Now that the mermaids are at the height of our power again, we’re holding a celebration in the coral fields to commemorate our history and prepare for our upcoming battle against the humans. The fields are always colourful, but today it’s as though all the rainbows in the world have conspired to appear here for our celebration. Bubbles twirl in the water, fish flicker and dance around the perimeter, and someone even seems to have shorn off a vinyl boat print from a shipwreck and strung it up across two tall pieces of coral. My brother is a musician, so I imagine he’ll be floating around here somewhere, shining his metal tubes and getting ready to perform. As for me, I’m just excited for the food.

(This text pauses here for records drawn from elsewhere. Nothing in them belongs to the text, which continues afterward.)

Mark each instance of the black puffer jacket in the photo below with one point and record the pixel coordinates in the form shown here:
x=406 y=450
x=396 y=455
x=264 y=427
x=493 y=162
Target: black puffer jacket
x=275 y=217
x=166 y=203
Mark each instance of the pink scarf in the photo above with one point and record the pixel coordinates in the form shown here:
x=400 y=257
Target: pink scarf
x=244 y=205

There’s a stall selling seaweed soup that I’ve been eyeing for the past few hours, and as soon as the ceremony finishes I’m going to make a beeline for it.

A Familiar Office

When Maphira woke up, she found herself in what appeared to be a conference room. It wasn’t just any conference room,  though. This was a special conference room. It was the conference room from that famous sitcom, The Paper Company Office. She’d loved that show as a kid, watching it with her mum in the lounge room of their small home. Rylee had always wanted to join in, but she’d been too young to understand any of the jokes.

Since The Paper Company Office was just a television show, it didn’t really make sense how she’d found herself in its conference room. Perhaps she was dreaming, or maybe the Conclave of Mechanists had brought her to the set of the show for whatever nefarious purposes they had.

Was it possible that they had this kind of office design near Melbourne, somewhere? She considered it unlikely, but not impossible. Either way, this certainly didn’t seem to be the new Conclave of Mechanists base located in Carnegie.

As Maphira lifted herself off the ground, she wondered where Vai could be. Not at all sure what was going on, Maphira headed out of the conference room, into the main office area. 

It was empty now, but she could picture it well – the myriad of scenes she’d once watched and laughed at. James putting Dirk’s stapler in custard, the boss Mitchel Scarn making a fool of himself, the romance blossoming between Pearl and James.

Perhaps there was a business offering office fitouts close to Melbourne that matched the style of that famous show, Maphira thought. It certainly wasn’t impossible, especially now that all the millennials who loved the show were working in similar offices.

Deciding to explore a little bit, Maphira headed toward the break room, hoping she’d find Vai somewhere. She’d stay on her guard since this was probably some sort of Mechanist plot. They weren’t just going to put her in an office and call it a day. So the question was, what was their game?